Of course, there was nothing to be uneasy about, and I wasn’t what you may call really uneasy; but I was not feeling very well--that is, not brisk--and I went to bed. I suppose that that was not a good idea, because then they had me. I started in at the supper end of the mill and went through. I am said to be all right now, and free from disease, but this does not surprise me. What I have been through in these two weeks would free a person of pretty much everything in him that wasn’t nailed there--any loose thing, any unattached fragment of bone, or meat or morals, or disease, or propensities or accomplishments, or what not. And I don’t say but that I feel well enough, I feel better than I would if I was dead, I reckon. And, besides, they say I am going to build up now and come right along and be all right. I am not saying anything, but I wish I had enough of my diseases back to make me aware of myself, and enough of my habits to make it worth while to live. To have nothing the matter with you and no habits is pretty tame, pretty colorless. It is just the way a saint feels, I reckon; it is at least the way he looks. I never could stand a saint. That reminds me that you see very few priests around here, and yet, as I have already said, this whole big enterprise is owned and managed by a convent. The few priests one does see here are dressed like human beings, and so there may be more of them than I imagine. Fifteen priests dressed like these could not attract as much of your attention as would one priest at Aix-les-Bains. You cannot pull your eye loose from the French priest as long as he is in sight, his dress is so fascinatingly ugly. I seem to be wandering from the subject, but I am not. This is about the coldest place I ever saw, and the wettest, too. This August seems like an English November to me. Rain? Why, it seems to like to rain here. It seems to rain every time there is a chance. You are strictly required to be out airing and exercising whenever the sun is shining, so I hate to see the sun shining because I hate air and exercise--duty air and duty exercise taken for medicine. It seems ungenuine, out of season, degraded to sordid utilities, a subtle spiritual something gone from it which one can’t describe in words, but--don’t you understand? With that gone what is left but canned air, canned exercise, and you don’t want it.

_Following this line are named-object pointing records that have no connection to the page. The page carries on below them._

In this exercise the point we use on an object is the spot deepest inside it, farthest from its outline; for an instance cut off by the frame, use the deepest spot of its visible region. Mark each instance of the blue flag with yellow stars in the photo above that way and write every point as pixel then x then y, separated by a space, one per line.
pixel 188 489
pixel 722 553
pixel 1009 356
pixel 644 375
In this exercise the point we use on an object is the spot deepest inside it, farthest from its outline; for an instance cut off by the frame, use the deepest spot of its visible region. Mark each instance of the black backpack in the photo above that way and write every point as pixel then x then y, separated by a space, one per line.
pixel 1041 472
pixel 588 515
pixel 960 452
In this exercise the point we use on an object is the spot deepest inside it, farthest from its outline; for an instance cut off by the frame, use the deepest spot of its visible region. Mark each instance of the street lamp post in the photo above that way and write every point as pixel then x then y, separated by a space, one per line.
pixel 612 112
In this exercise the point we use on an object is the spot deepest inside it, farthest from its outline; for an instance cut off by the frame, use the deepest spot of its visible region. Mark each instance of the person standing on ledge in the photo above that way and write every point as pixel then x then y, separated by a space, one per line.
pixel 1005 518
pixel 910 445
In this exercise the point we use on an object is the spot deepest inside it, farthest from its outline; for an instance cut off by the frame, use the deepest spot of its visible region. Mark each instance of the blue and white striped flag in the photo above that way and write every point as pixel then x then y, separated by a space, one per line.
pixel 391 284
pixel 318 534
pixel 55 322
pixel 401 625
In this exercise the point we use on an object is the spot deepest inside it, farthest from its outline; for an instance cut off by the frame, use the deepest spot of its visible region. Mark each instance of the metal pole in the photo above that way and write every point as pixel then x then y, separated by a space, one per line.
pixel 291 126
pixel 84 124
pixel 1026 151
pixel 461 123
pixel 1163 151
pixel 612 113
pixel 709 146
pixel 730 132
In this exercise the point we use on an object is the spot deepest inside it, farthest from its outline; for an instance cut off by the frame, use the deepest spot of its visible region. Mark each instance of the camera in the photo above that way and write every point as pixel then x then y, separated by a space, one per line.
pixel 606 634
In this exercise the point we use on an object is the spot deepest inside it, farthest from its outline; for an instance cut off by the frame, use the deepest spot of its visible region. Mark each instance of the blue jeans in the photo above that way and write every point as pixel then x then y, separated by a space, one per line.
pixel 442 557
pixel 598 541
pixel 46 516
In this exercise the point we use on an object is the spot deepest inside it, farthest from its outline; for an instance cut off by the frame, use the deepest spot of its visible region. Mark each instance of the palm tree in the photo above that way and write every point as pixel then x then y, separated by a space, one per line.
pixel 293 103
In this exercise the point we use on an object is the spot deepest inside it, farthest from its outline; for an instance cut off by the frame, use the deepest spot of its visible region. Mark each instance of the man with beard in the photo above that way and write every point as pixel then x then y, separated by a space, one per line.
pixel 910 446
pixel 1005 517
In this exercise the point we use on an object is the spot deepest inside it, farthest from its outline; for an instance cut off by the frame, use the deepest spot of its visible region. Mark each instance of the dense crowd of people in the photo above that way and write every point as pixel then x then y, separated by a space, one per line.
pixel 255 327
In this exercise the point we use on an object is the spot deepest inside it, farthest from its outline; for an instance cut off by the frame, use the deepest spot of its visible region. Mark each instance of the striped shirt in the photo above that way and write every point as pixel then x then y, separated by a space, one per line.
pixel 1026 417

When the sun does shine for a few moments or a few hours these people swarm out and flock through the streets and over the hills and through the pine woods, and make the most of the chance, and I have flocked out, too, on some of these occasions, but as a rule I stay in and try to get warm.
And what is there for means, besides heavy clothing and rugs, and the polished white tomb that stands lofty and heartless in the corner and thinks it is a stove? Of all the creations of human insanity this thing is the most forbidding. Whether it is heating the room or isn’t, the impression is the same--cold indifference. You can’t tell which it is doing without going and putting your hand on it. They burn little handfuls of kindlings in it, no substantial wood, and no coal.
The fire burns out every fifteen minutes, and there is no way to tell when this has happened. On these dismal days, with the rain steadily falling, it is no better company than a corpse. A roaring hickory fire, with the cordial flames leaping up the chimney--But I must not think of such things, they make a person homesick. This is a most strange place to come to get rid of disease.